There is a particuarly fine example by Léon Cogniet, whose exceptional studio-window views at the Musée des Beaux Arts in Orléans are the only works I can think of that were overlooked for this otherwise definitive exhibition.
There is also an 1811 portrait of Friedrich himself in his studio, which was infamous for its monastic simplicity, its bareness oft compared to a monk’s cell.
And indeed a strong subtext of this show is the proto-modernity of not just its subject but the interiors depicted themselves. Due partly to the poverty following the Napoleonic wars and partly to the new Biedermeier style, the rooms here depicted are absolutely to contemporary taste in their stripped-back simplicity and minimal crispness. There are bare wooden floorboards and plain walls of entirely current pale colours, almost no bibelots or fussy details. Practically all of these interiors could be proposed by any decorator today, more than 200 years later. There is even a watercolour by one Carl Gropius, direct ancestor of the architect himself, as if making clear the link between these austere interiors and Bauhaus rationalism.
For the Romantic aesthetic here conjured, even though it stretches to Menzel, the last artist in the show, is clearly positioned in opposition to the “other” 19th century, the Victorian and neo-Gothik excesses we associate with that era. Thus Anton Dieffenbach, the one artist from the Met’s holdings, is reprimanded in his text label for losing his “promise” and instead embracing “genre scenes of happy peasant life, often with children and animals”, clearly altogether less acceptable to contemporary curatorial taste.
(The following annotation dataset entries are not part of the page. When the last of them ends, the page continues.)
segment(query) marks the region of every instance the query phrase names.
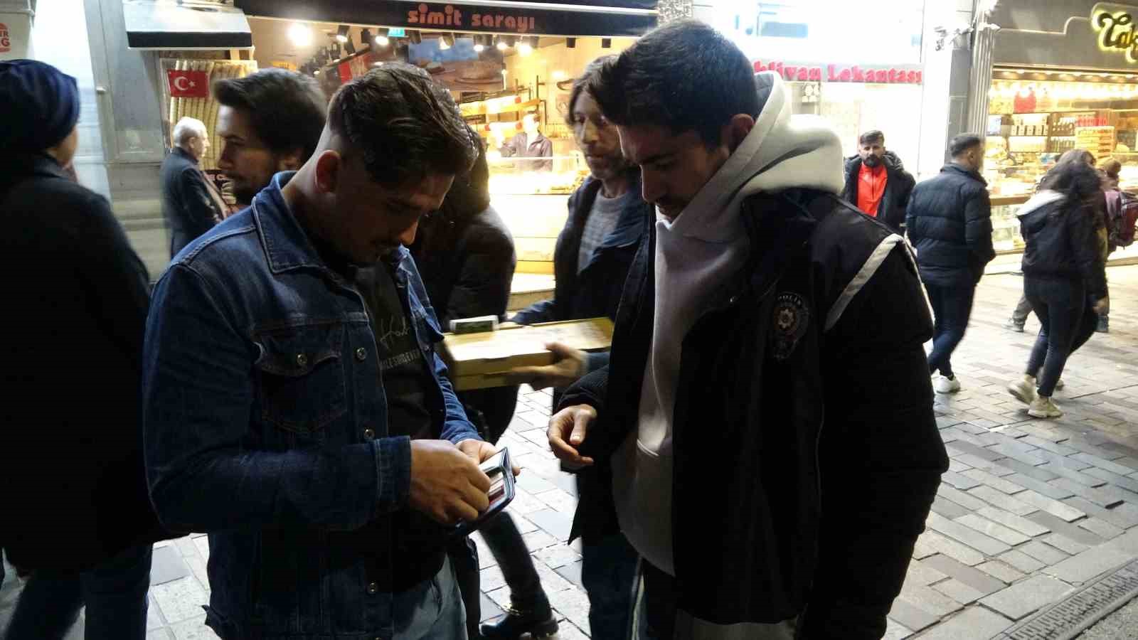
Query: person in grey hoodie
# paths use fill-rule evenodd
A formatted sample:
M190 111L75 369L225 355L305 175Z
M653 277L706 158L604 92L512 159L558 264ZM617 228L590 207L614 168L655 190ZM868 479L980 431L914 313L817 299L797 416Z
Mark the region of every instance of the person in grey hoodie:
M836 134L707 24L588 91L657 220L609 364L550 424L603 483L574 533L640 552L648 638L881 638L947 468L908 246L839 197Z

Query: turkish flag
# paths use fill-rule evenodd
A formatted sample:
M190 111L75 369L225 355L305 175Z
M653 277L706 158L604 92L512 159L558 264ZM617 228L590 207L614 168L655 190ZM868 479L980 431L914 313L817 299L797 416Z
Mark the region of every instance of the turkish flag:
M208 98L209 76L204 71L167 71L171 98Z

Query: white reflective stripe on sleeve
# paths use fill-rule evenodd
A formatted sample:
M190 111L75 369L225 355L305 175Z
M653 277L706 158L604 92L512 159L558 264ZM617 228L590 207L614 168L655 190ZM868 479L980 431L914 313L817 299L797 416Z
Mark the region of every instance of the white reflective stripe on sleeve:
M826 326L824 330L828 331L834 327L834 325L838 323L838 320L841 319L842 313L846 311L846 307L849 306L853 296L861 290L861 287L869 281L869 278L873 278L873 274L877 272L877 268L881 266L881 263L885 262L885 259L889 257L889 252L893 251L893 247L898 244L905 246L905 255L909 256L909 261L912 261L914 266L916 266L916 260L913 257L913 251L909 248L905 238L898 236L897 233L890 233L887 236L885 239L877 245L877 248L873 249L873 253L869 254L869 259L861 265L857 276L850 280L849 285L846 285L846 288L842 289L842 295L838 296L838 301L835 301L834 305L830 307L830 314L826 315Z

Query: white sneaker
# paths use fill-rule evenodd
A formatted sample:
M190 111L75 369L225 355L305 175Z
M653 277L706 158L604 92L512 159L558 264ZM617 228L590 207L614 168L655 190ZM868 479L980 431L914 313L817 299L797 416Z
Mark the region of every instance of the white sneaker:
M956 393L960 391L960 380L945 376L937 376L932 380L932 389L937 393Z
M1046 395L1036 397L1036 401L1028 408L1028 415L1032 418L1062 418L1063 411Z
M1036 394L1036 378L1032 378L1031 376L1024 376L1019 380L1008 383L1007 392L1011 393L1020 402L1024 404L1031 404L1038 397L1038 395Z

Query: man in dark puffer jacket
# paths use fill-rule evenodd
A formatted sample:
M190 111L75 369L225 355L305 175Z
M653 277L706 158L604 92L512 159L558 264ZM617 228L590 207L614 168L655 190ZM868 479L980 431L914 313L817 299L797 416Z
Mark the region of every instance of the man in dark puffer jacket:
M913 189L906 219L937 319L929 372L940 371L933 380L938 393L960 389L949 359L968 327L972 297L984 265L996 257L988 183L980 177L983 140L973 133L957 136L949 153L953 162L940 175Z
M846 159L842 198L902 233L914 184L901 158L885 150L885 134L867 131L858 139L858 155Z

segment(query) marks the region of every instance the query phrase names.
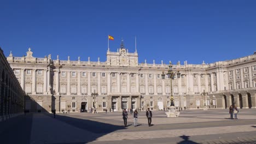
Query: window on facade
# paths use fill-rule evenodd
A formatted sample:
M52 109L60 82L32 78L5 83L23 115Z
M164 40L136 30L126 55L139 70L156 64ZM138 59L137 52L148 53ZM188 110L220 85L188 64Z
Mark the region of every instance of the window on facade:
M64 77L66 76L66 72L65 71L61 71L61 76Z
M31 69L27 70L27 75L31 75Z
M106 108L106 101L103 101L102 102L102 107L103 108Z
M152 74L149 74L148 75L148 77L152 78Z
M248 68L244 68L244 71L245 71L245 73L247 73L248 72Z
M141 78L143 78L144 76L143 74L141 74Z
M92 73L92 77L96 77L96 73L95 72Z
M38 70L38 74L39 75L42 75L42 74L43 74L43 70Z
M72 72L72 77L75 76L75 72Z
M37 85L37 92L38 93L42 93L43 92L43 86L42 85Z
M150 107L153 107L154 105L153 105L153 101L150 101Z
M19 69L15 69L14 70L14 73L15 75L20 75L20 70Z
M141 101L141 107L144 107L144 101Z
M72 102L72 108L75 108L75 102Z

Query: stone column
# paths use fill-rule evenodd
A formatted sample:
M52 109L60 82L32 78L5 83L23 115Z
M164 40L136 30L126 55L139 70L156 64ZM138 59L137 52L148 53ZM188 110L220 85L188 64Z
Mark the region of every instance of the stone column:
M166 94L166 93L165 92L165 80L162 80L162 94L165 95Z
M136 93L141 93L139 92L139 81L138 79L139 74L136 74Z
M36 94L36 69L32 69L32 94Z
M253 84L252 84L252 67L250 66L249 67L249 87L253 87Z
M212 88L212 92L215 92L214 76L213 73L211 73L211 87Z
M70 71L67 71L67 95L70 95Z
M60 74L59 74L59 70L57 70L56 71L55 71L55 80L56 80L56 82L55 82L55 93L56 93L57 95L60 95L60 91L59 91L59 87L60 87Z
M120 93L120 73L117 73L118 93Z
M208 80L208 75L206 74L205 75L205 92L209 92L210 90L209 90L209 87L208 86L209 85L209 81Z
M158 94L158 91L156 89L156 75L154 74L154 94Z
M24 82L25 82L25 75L24 75L24 69L21 69L21 78L20 78L20 86L22 88L23 91L25 91Z
M245 85L243 83L243 68L241 68L240 69L241 88L245 88Z
M130 93L130 73L127 73L126 74L126 79L127 79L127 92Z
M47 94L47 70L44 70L44 94Z
M148 74L145 74L145 92L146 95L148 95Z
M201 75L199 74L197 75L197 85L198 85L198 92L201 93L202 89L201 89Z
M233 70L232 72L233 73L233 88L234 89L237 89L236 85L236 73L235 70Z
M91 95L91 72L88 72L88 95Z
M110 73L107 73L107 74L108 75L107 75L107 79L108 79L108 95L109 95L109 94L111 92ZM110 99L110 100L112 100L112 99ZM112 108L112 107L110 107L110 108Z
M77 72L77 95L81 95L81 71Z
M98 80L98 93L100 94L101 93L101 73L98 73L98 77L97 77L97 80Z
M51 94L51 83L50 82L50 69L49 68L47 70L47 93L48 94Z

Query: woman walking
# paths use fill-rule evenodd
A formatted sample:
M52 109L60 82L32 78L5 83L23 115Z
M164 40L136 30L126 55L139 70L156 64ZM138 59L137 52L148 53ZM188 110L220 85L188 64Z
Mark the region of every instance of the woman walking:
M123 111L123 119L124 119L124 123L125 127L127 127L127 118L128 118L128 113L125 109Z
M230 119L234 119L233 118L233 106L230 105L229 107L229 113L230 113Z
M235 119L238 119L237 118L237 113L239 112L239 111L236 107L236 106L235 106L235 107L233 109L233 112L235 114Z
M133 112L133 120L134 120L134 127L136 127L137 125L138 124L138 111L137 111L137 109L134 111Z

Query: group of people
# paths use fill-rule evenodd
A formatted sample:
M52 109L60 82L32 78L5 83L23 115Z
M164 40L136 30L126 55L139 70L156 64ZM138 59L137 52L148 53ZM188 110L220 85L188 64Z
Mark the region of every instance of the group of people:
M130 110L131 111L131 110ZM131 112L131 115L132 112ZM138 111L135 110L133 112L133 122L134 122L134 127L137 127L138 125ZM151 122L152 121L152 112L150 111L149 108L148 109L148 110L146 112L146 116L148 118L148 127L151 127L152 125L151 124ZM126 111L126 110L124 109L123 111L123 119L124 119L124 126L126 127L127 127L127 119L128 118L128 113Z
M239 111L236 106L233 106L232 105L230 105L230 106L229 107L229 113L230 114L230 119L234 119L233 113L235 114L235 119L238 119L237 113Z

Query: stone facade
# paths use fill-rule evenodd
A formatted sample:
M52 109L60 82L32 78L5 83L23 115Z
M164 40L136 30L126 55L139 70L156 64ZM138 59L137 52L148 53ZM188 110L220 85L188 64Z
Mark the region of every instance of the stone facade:
M25 95L0 47L0 122L23 113Z
M107 52L107 61L91 62L53 59L32 56L30 48L22 57L7 57L21 87L30 97L26 110L32 112L98 111L111 109L170 106L170 80L161 79L168 64L138 63L136 51L129 52L121 44L117 52ZM255 108L256 54L214 63L173 65L180 79L173 80L175 106L189 109L225 109L230 105ZM205 91L205 94L202 93ZM94 94L94 92L97 94Z

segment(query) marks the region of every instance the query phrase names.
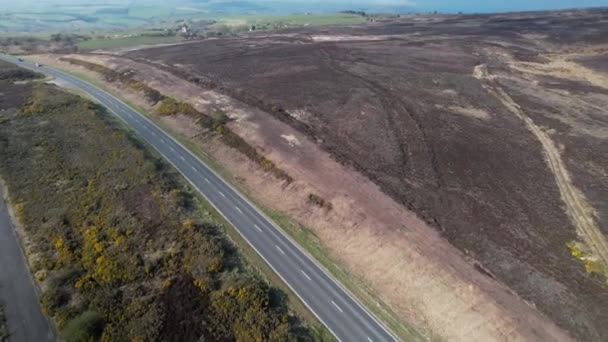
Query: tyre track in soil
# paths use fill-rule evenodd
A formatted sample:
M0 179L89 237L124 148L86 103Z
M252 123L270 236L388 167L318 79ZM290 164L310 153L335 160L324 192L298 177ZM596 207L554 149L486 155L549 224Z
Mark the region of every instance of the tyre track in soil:
M593 208L587 202L583 193L572 184L570 173L561 158L558 148L555 146L555 142L500 87L496 81L497 77L490 74L485 64L476 66L473 76L481 81L486 89L499 99L510 112L523 120L528 130L539 140L549 169L555 177L562 201L566 204L568 216L570 216L576 226L579 236L591 249L593 256L602 264L604 270L608 269L608 240L602 234L597 224ZM604 275L608 278L608 272L604 271Z

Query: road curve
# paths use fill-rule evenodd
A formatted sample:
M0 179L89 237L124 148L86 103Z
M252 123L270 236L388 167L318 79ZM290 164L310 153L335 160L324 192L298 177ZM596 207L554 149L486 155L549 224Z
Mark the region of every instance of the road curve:
M46 66L0 55L0 59L51 75L88 93L124 121L171 163L253 247L340 341L396 341L388 329L312 257L186 147L143 114L104 90Z

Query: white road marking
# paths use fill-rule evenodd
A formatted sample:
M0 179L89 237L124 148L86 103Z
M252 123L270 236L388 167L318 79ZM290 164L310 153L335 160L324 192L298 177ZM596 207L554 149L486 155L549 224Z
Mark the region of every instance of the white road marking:
M302 274L306 277L306 279L312 280L312 279L310 279L310 277L308 276L308 274L306 274L306 272L304 272L304 270L300 270L300 272L302 272Z
M336 307L336 309L340 310L340 312L344 313L344 311L342 310L341 307L338 306L338 304L336 304L336 302L334 302L333 300L331 301L331 303Z

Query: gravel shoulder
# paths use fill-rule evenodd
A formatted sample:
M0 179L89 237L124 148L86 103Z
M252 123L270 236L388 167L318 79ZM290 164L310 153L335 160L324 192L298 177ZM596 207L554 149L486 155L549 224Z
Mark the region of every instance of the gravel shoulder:
M38 294L27 268L14 224L0 187L0 303L14 341L54 341L53 328L40 311ZM0 330L0 341L2 338Z

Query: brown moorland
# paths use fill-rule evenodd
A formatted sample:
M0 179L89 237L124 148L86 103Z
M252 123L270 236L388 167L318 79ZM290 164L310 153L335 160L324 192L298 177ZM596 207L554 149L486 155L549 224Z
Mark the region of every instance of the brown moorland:
M131 51L372 179L581 340L608 336L608 11L405 16Z

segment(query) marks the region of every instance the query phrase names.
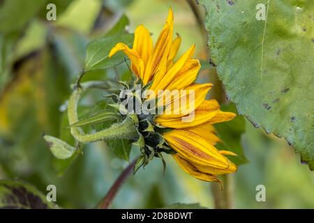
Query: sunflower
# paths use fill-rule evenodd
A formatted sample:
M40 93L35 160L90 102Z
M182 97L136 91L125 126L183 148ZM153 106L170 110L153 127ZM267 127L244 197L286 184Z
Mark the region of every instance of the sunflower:
M220 182L216 175L237 171L236 165L225 156L236 154L215 148L215 144L220 140L215 134L212 124L230 121L235 114L220 111L216 100L205 99L212 87L211 84L194 82L201 67L200 61L192 58L195 49L194 45L177 60L174 59L181 39L179 34L173 38L173 21L170 8L155 45L149 31L140 25L135 31L133 48L123 43L117 43L109 56L123 51L131 61L131 70L137 79L154 92L158 90L194 91L194 106L188 111L189 114L183 112L180 105L175 103L181 98L179 95L172 98L168 105L172 112L178 112L157 114L154 118L149 118L153 128L167 130L159 132L162 132L163 139L155 145L151 145L149 140L158 133L144 137L145 146L156 151L163 146L170 146L174 151L170 153L172 156L184 171L200 180ZM190 113L193 114L193 120L182 121L182 118ZM147 130L148 125L147 124L144 129ZM147 135L147 131L140 130L144 135ZM155 156L156 154L154 153Z

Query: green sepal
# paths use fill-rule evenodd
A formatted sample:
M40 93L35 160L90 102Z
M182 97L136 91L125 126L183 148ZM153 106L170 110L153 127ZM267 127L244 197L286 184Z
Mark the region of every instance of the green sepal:
M54 137L45 134L43 138L48 144L51 153L57 159L70 158L77 150L64 141Z
M159 149L161 152L164 152L167 154L175 154L177 152L168 146L167 144L163 144L160 148Z
M158 157L160 158L161 162L163 162L163 174L165 174L166 165L167 165L166 162L165 162L165 159L163 158L161 153L157 152L156 153L157 153Z
M139 138L138 138L137 141L133 142L133 144L135 146L138 146L141 148L144 148L144 147L145 147L145 140L144 139L144 137L138 131L137 131L137 133L139 135Z
M96 124L103 123L107 121L119 121L121 116L117 112L108 110L103 110L92 114L89 117L86 117L79 120L79 121L69 125L70 127L80 127L86 125Z
M134 165L133 168L133 174L135 174L137 170L144 165L145 162L145 156L141 155L138 157L138 159L136 160L135 164Z

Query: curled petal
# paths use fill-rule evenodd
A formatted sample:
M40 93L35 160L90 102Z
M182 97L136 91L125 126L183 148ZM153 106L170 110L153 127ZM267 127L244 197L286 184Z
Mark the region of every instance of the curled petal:
M153 40L151 33L143 25L139 26L135 29L133 49L138 53L144 64L146 65L153 53Z
M117 52L122 50L132 62L132 70L137 75L137 77L142 77L144 73L144 62L140 57L137 52L133 49L130 49L126 45L122 43L117 43L109 53L109 57L112 57Z
M212 84L209 83L195 83L181 91L163 91L162 98L159 97L158 105L163 103L161 105L165 106L165 111L163 114L157 117L156 121L179 118L193 112L204 102L212 86Z
M163 134L167 144L181 157L190 162L224 169L228 167L228 160L209 142L189 131L174 130Z
M147 84L157 74L163 76L167 71L167 62L172 40L172 32L173 12L170 8L166 24L157 39L152 56L147 61L142 79L144 84Z
M204 100L188 115L174 118L164 118L163 115L158 116L156 122L165 127L183 129L209 122L218 112L219 112L219 105L216 100Z
M181 89L191 84L195 80L200 67L197 59L187 61L174 76L172 82L167 86L166 89Z
M187 174L201 180L204 181L214 181L219 182L221 184L221 181L210 174L206 174L200 171L195 167L188 162L187 160L181 158L179 155L174 154L172 157L179 164L179 166Z
M163 90L172 81L177 73L182 68L186 61L190 59L195 49L195 45L192 45L165 73L158 72L156 74L151 89L157 92Z
M223 123L224 121L228 121L233 119L236 116L236 114L233 112L222 112L219 111L217 114L208 121L209 124L214 124L218 123Z
M221 141L220 139L219 139L218 137L217 137L217 135L215 134L215 129L214 128L213 125L208 123L199 125L195 127L188 128L184 130L195 133L196 134L200 136L202 138L205 139L212 145L215 145L216 143ZM225 155L224 153L222 153L222 151L219 151L219 153L220 153L220 154L222 155ZM227 153L225 154L231 155Z
M176 56L177 54L178 53L179 48L180 47L181 41L181 39L180 35L177 33L177 38L173 40L171 44L170 52L168 56L168 61L173 60Z

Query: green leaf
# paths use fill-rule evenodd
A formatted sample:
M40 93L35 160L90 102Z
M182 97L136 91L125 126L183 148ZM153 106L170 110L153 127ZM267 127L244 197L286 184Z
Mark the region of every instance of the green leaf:
M131 150L131 141L128 139L113 139L106 141L108 146L113 149L114 153L121 159L129 161Z
M135 165L133 169L133 174L135 174L137 170L145 163L145 156L141 155L136 160Z
M57 159L65 160L70 158L76 151L75 148L58 138L47 134L43 137L48 144L50 151Z
M110 59L108 55L118 43L124 43L128 46L132 45L133 35L126 31L125 28L127 25L128 20L123 15L108 34L89 44L87 50L86 70L106 69L124 62L126 56L123 52L118 52Z
M46 0L31 1L6 0L0 8L0 33L17 31L33 17Z
M206 209L206 208L201 206L200 204L198 203L176 203L163 207L160 209Z
M233 103L228 105L222 105L221 110L237 113L237 109ZM215 124L219 138L222 143L216 145L218 149L232 151L237 156L228 156L228 158L237 165L248 162L241 144L241 136L246 130L246 121L242 116L237 116L234 119L220 123Z
M112 111L103 110L91 116L82 118L77 123L70 125L70 127L80 127L86 125L103 123L108 121L119 120L121 116Z
M200 71L214 68L211 64L209 63L209 61L205 61L205 60L200 60L200 63L201 65Z
M0 180L0 208L47 209L57 206L33 185L20 180Z
M211 59L239 112L285 137L314 169L313 1L200 1Z

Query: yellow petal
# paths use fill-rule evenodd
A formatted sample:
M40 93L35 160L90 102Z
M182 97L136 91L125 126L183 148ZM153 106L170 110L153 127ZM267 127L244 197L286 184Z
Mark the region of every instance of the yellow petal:
M158 99L158 106L163 102L166 106L164 114L157 117L156 121L160 119L169 119L182 117L197 109L204 100L205 97L213 84L192 84L177 94L165 93ZM174 93L174 91L171 91ZM159 95L158 95L159 96Z
M216 114L215 114L215 116L213 118L211 118L210 120L208 121L208 123L209 124L214 124L222 123L224 121L228 121L233 119L233 118L234 118L236 114L234 113L219 111L218 112L217 112Z
M152 56L147 61L143 83L147 84L154 75L163 76L167 71L167 57L170 50L173 32L173 13L170 8L165 26L157 39Z
M182 129L205 123L211 120L218 112L219 105L216 100L204 100L194 113L174 118L163 118L163 116L158 116L156 122L165 127Z
M195 133L174 130L163 134L167 143L189 162L219 169L228 167L227 159Z
M217 135L215 134L215 129L213 125L208 123L205 123L202 125L197 125L195 127L188 128L184 129L185 130L190 131L200 136L202 138L205 139L211 144L215 145L216 143L221 141ZM219 151L220 154L222 151Z
M169 53L168 61L172 61L174 59L177 54L178 53L179 48L181 45L181 36L178 33L177 33L177 38L173 40L172 43L171 44L170 52Z
M136 50L146 65L153 53L153 40L151 33L143 25L137 26L135 29L133 49Z
M162 72L156 74L151 89L156 93L158 90L165 89L165 87L172 81L174 76L182 68L186 61L190 59L194 53L195 45L192 45L180 59L173 65L173 66L165 75Z
M166 89L181 89L191 84L196 79L200 69L200 61L190 59L186 61L182 68L179 70Z
M142 77L144 73L144 62L140 57L140 55L136 50L130 49L126 45L122 43L117 43L109 53L109 57L112 57L117 52L122 50L130 59L132 62L132 70L137 75L137 77Z
M186 173L190 174L193 177L204 181L221 182L214 176L200 171L195 167L189 163L186 160L180 157L177 154L172 155L172 157Z
M209 174L225 174L234 173L237 171L237 166L228 160L228 167L225 169L215 168L207 165L195 165L195 168L200 171Z
M237 156L237 155L235 154L234 153L232 153L231 151L219 151L219 153L222 155L229 155Z

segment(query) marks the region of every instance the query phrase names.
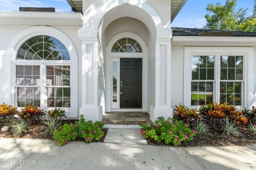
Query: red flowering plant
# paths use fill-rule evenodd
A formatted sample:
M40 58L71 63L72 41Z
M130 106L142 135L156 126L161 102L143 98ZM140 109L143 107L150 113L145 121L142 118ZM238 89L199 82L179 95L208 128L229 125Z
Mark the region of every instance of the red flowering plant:
M85 121L83 115L81 115L80 120L74 125L64 124L58 130L53 132L53 139L57 144L63 146L70 141L75 139L84 140L85 143L97 141L104 135L104 123L92 121Z
M30 105L22 109L21 112L18 112L18 115L22 118L27 120L30 124L34 124L41 117L45 116L45 111L37 107L32 107Z
M196 131L189 128L188 124L181 120L169 118L158 118L155 123L140 124L140 132L146 139L153 139L158 143L173 144L179 146L182 141L189 141L196 135Z
M0 105L0 123L6 125L11 121L13 116L17 114L17 108L11 105L6 105L3 103Z

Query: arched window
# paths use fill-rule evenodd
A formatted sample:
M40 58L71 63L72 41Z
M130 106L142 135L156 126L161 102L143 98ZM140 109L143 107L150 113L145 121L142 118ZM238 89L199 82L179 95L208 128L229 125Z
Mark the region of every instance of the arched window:
M59 40L48 35L28 39L19 48L14 63L17 107L70 107L72 61Z
M20 47L17 60L70 60L66 46L54 37L38 35L29 39Z
M112 52L142 52L140 44L134 39L124 38L114 44Z

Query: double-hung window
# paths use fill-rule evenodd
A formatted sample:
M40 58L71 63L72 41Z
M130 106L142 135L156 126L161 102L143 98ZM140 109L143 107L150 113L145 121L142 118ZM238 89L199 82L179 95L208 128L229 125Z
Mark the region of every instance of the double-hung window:
M185 48L184 105L198 107L226 102L244 107L246 52L236 52L234 48Z
M18 107L71 107L72 61L57 39L37 35L26 41L14 61L14 103Z
M215 59L214 56L192 56L191 105L213 103Z

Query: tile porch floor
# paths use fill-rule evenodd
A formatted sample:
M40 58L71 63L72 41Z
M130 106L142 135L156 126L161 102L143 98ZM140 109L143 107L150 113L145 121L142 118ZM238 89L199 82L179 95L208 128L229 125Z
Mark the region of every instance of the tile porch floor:
M150 123L150 116L148 112L106 112L103 115L102 122L110 125L139 125L140 122L144 124Z

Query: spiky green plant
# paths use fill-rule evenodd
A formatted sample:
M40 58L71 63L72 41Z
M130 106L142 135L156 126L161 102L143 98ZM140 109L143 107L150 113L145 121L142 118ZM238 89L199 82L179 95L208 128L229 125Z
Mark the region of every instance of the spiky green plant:
M61 125L59 119L57 118L47 118L42 120L42 123L43 124L42 133L47 135L52 135L53 131Z
M204 122L198 122L196 126L197 134L199 135L206 135L209 131L209 126Z
M250 129L254 135L256 135L256 125L253 126L251 123L250 124Z
M232 135L238 137L241 133L238 127L235 124L230 123L228 118L226 119L226 123L222 124L222 128L223 129L223 133L228 136Z
M11 133L14 135L20 136L22 133L25 133L27 131L28 126L29 124L24 119L20 119L18 121L12 121L10 124Z

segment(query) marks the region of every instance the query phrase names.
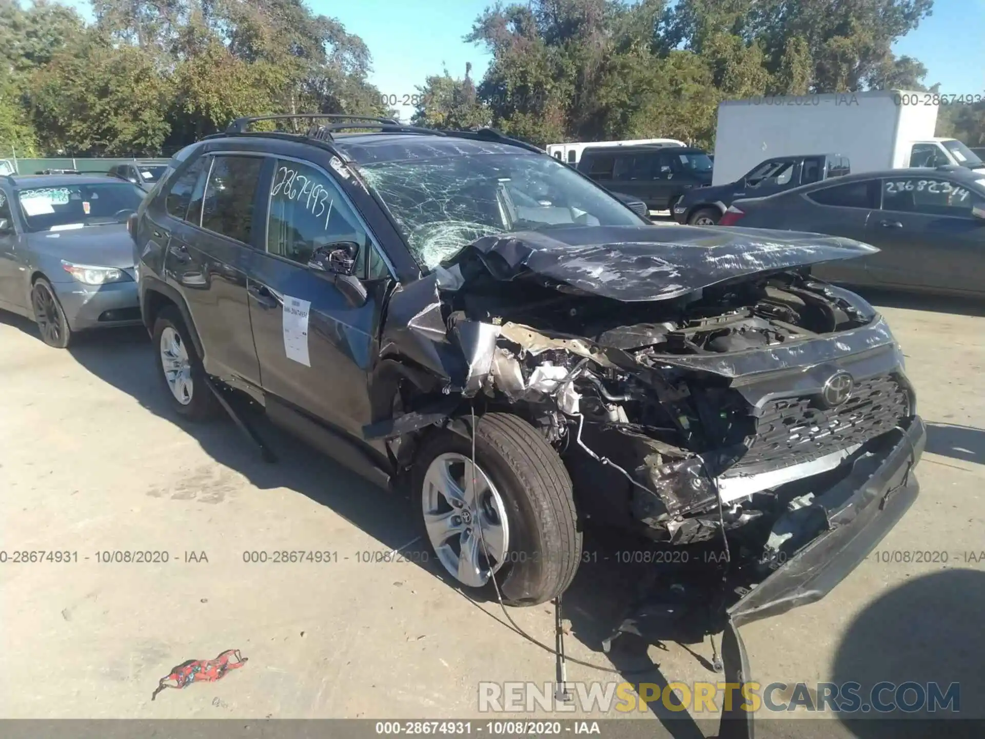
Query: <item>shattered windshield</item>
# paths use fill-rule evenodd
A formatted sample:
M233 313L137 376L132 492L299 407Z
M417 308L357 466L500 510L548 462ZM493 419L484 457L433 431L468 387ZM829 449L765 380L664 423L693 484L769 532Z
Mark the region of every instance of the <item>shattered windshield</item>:
M554 159L484 154L363 165L425 269L489 234L646 222Z

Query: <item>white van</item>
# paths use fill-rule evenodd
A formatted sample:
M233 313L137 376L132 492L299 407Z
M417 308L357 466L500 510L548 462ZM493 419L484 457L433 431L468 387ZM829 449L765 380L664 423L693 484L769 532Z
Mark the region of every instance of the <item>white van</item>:
M548 144L548 154L561 162L576 165L581 159L581 152L587 147L599 146L687 146L677 139L630 139L626 141L572 141L568 144Z

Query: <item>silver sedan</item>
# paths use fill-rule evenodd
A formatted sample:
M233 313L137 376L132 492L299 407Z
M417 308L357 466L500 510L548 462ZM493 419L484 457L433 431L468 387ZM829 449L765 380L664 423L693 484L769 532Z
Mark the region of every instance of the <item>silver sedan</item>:
M143 197L106 176L0 176L0 309L62 349L78 331L139 324L126 221Z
The attention to detail so rewarding in each individual work is echoed by the close attention of the exhibition organisers. Thus not only is a generous reading-room provided, calm and charming as any of the interiors depicted, but it is decorated with a blown-up image from a painting of a reader at his own desk.
Likewise there is a very well stocked bookstore just for this show, including academic tomes, a wide range of reproductions, even a bi-lingual edition of German Romantic verse, and of course the aforementioned excellent catalogue. For the potency of this exhibition is precisely that though there is a vast art and socio-historical, not to mention psychological and literary, theoretical background to its premise, it is also instantly visually rewarding, utterly charming.
The only mystery, along with those missing Russian loans, is why it is not travelling elsewhere, especially within in its native Europe.